Też mam mieszane odczucia co do jego pracy nad audiobookami. Nie da się ukryć, że czasem robi to fenomenalnie, szczególnie kiedy przyspiesza lub zwalnia tempo czytania. Ale niepomiernie mnie denerwuje kiedy słychać jak przekłada stronę, jak przełyka ślinę czy jak mu się czasem odbija choć próbuje to tłumić.
Przyznać jednak trzeba, że opowieści grozy pasują do niego i można się w akcję wczuć.

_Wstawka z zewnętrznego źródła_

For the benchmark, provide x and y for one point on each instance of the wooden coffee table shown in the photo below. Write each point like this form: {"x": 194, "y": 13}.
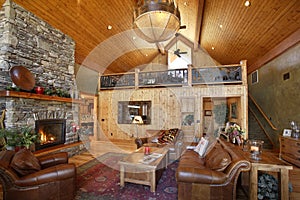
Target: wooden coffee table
{"x": 133, "y": 170}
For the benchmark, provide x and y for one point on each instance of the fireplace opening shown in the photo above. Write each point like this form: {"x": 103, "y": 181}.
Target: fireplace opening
{"x": 52, "y": 132}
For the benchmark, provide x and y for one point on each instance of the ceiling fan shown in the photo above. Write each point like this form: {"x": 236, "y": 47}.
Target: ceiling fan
{"x": 177, "y": 51}
{"x": 161, "y": 48}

Mam podobne uczucia po przesłuchaniu "Nie mów nikomu" H. Cobena. To przekładanie kartek, mlaskanie i zła wymowa amerykańskich imion i nazwisk była co najmniej nieprofesjonalna, ale generalnie przypadł mi do gustu, bo podoba mi się jego barwa głosu.
Słuchałem go już kilka razy, ale dopiero w 'Stukostrachach' Kinga zrobił na mnie wielkie wrażenie. Rewelacyjna robota! Zwłaszcza ta różnica między czytaniem słów i myśli bohaterów. Niestety znów słychać stary problem z czytaniem angielskich nazw i nazwisk. Bardzo brzydko to brzmi. Ale i tak słuchało się świetnie.
Aha, i jeszcze Teleszyński pięknie czyta przekleństwa :)
w wykonaniu pana Leszka nie Stephena tylko Stefana Kinga...-.-
Mi niestety też nie przypadł do gustu jako lektor, szkoda że tak dużo książek nagrywa.
Mnie też on niespecjalnie podchodzi w audiobookach. Przy dłuższym słuchaniu mnie męczy - mam wrażenie, że nieustannie mlaska i że mu w gardle zalega jakaś flegma, którą powstrzymuje się odkrztusić.
Ostatnio słuchałam "Azazela" w jego wykonaniu. Muszę przyznać, że bawiło mnie jak łamał sobie język na nazwisku "Ksawery Fieofiłaktowicz Gruszyn", tego nieszczęsnego Fieofiłaktowicza przeczytał chyba na 50 różnych sposobów, za każdym razem inaczej.
Ale trzeba przyznać, że są gorsi lektorzy od niego. Np. to co zrobił Krzysztof Kołbasiuk czytając "Forresta Gumpa" woła o pomstę do nieba. Tak strasznie silił się, żeby zagrać niedorozwiniętego, że słuchanie go to prawdziwa katorga. Także trzeba na plus zaliczyć panu Teleszyńskiemu, że czyta, a nie odgrywa. Aczkolwiek ja raczej nie zostanę jego fanką.
Ogniem i Mieczem przeczytal fenomenalnie. Oddal charakter kazdej postaci, wielkie brawa, cos niesamowitego. W dodatku mila barwa glosu.
Taki mały, zaskakujący news :p
"Trwają prace nad pierwszym polskim filmem amatorskim opartym na opowiadaniu Stephena Kinga. W "Lamencie Paranoika", za który odpowiada Darek Kocurek, w roli lektora będzie można usłyszeć Leszka Teleszyńskiego. Na ekranie będzie można zobaczyć m.in. znanych pisarzy, Stefana Dardę i Jakuba Ćwieka.
Dla mnie obok Rocha Siemnianowskiego i Piotra Fronczewskiego pan Leszek Teleszyński to najlepszy lektor audiobooków w Polsce.
ja uważam, że jest świetnym lektorem i nie wyobrażam sobie, żeby ktoś inny czytał książki Stephena Kinga, które uwielbiam. A jeśli chodzi o przekleństwa faktycznie rewelacyjnie je akcentuje hihi.